Timothy Travis, a devout Quaker, shares some interesting thoughts on the definition of community, as defined below; they are quite relevant to Know Your Neighbor.
Link: One Quaker Take: Universal Language -- Community as a Case Study.
1. Community can mean a gathered group--people who are brought (or come) together for the long term and for an increasingly intense and intimate relationship with one another (and with God). They learn together, support and forgive one another, are joined by a shared experience that is shaping them in a common way, through a common process, integrating them to something larger than they are.
2. Community can also mean a group of people who share an interest or concern of some kind, though, and whose relationship does not extend beyond that. The idea is not so much to grow together as to grow along side one another in regard to that shared concern or interest. People are not so much interested in one another as whole beings, or in growing toward one another or like one another as they are in one or a few aspects of one another's lives--the shared interest or concern.

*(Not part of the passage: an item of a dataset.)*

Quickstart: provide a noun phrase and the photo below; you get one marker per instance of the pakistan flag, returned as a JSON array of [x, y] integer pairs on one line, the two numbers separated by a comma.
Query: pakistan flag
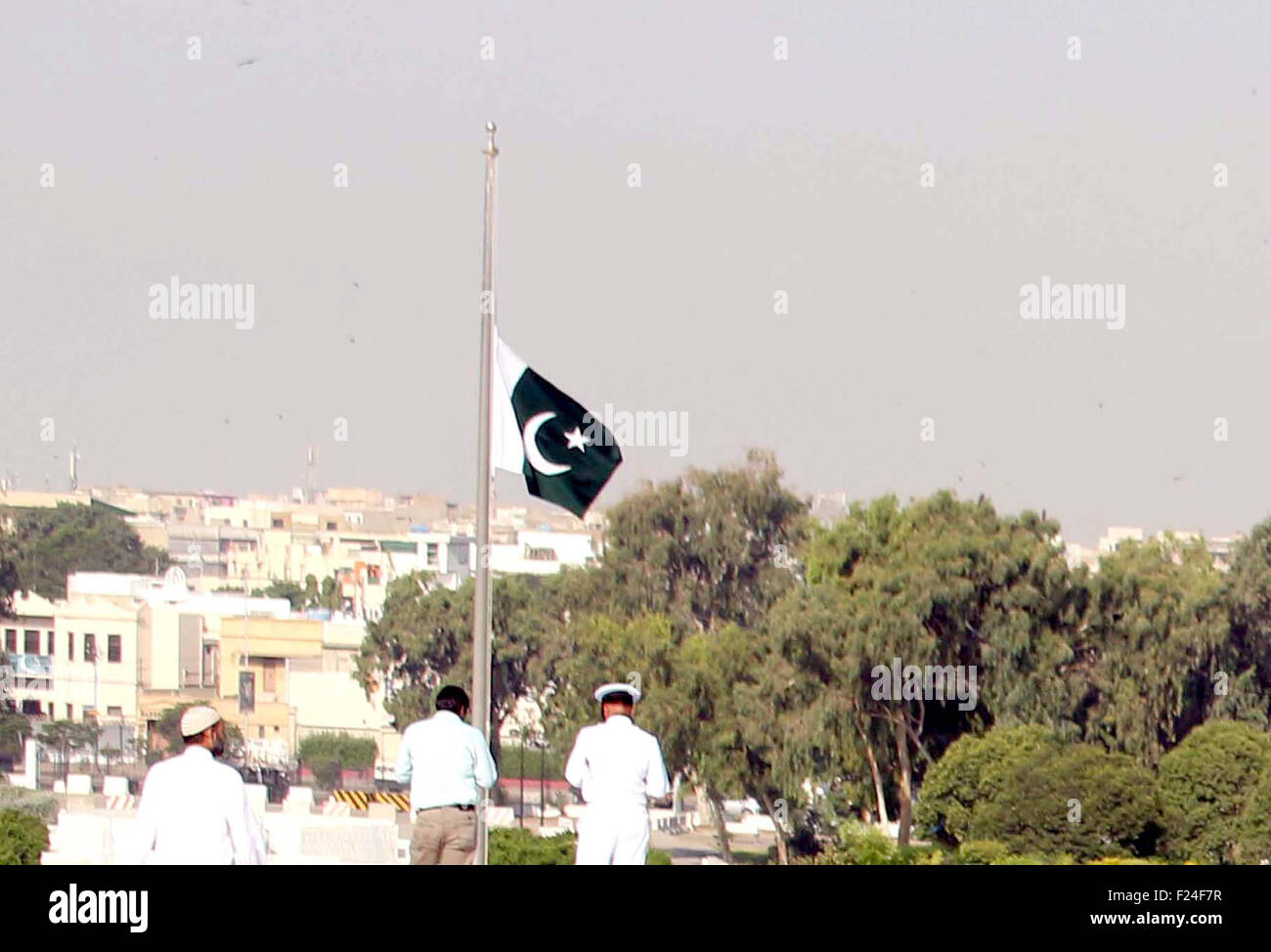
[[564, 453]]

As you think about Know Your Neighbor, and the difficulty of reaching beyond the comfortable cocoon of your primary community (which for most Mormons is our church community), it is helpful to realize that we actually are a part of many communities under the second definition.
We simply make decisions as to how strong our ties are to those communities, whether school, work, or neighborhood communities.
For those who want to strengthen ties to their secondary communities, Know Your Neighbor provides concrete steps (and encouragement) to do this.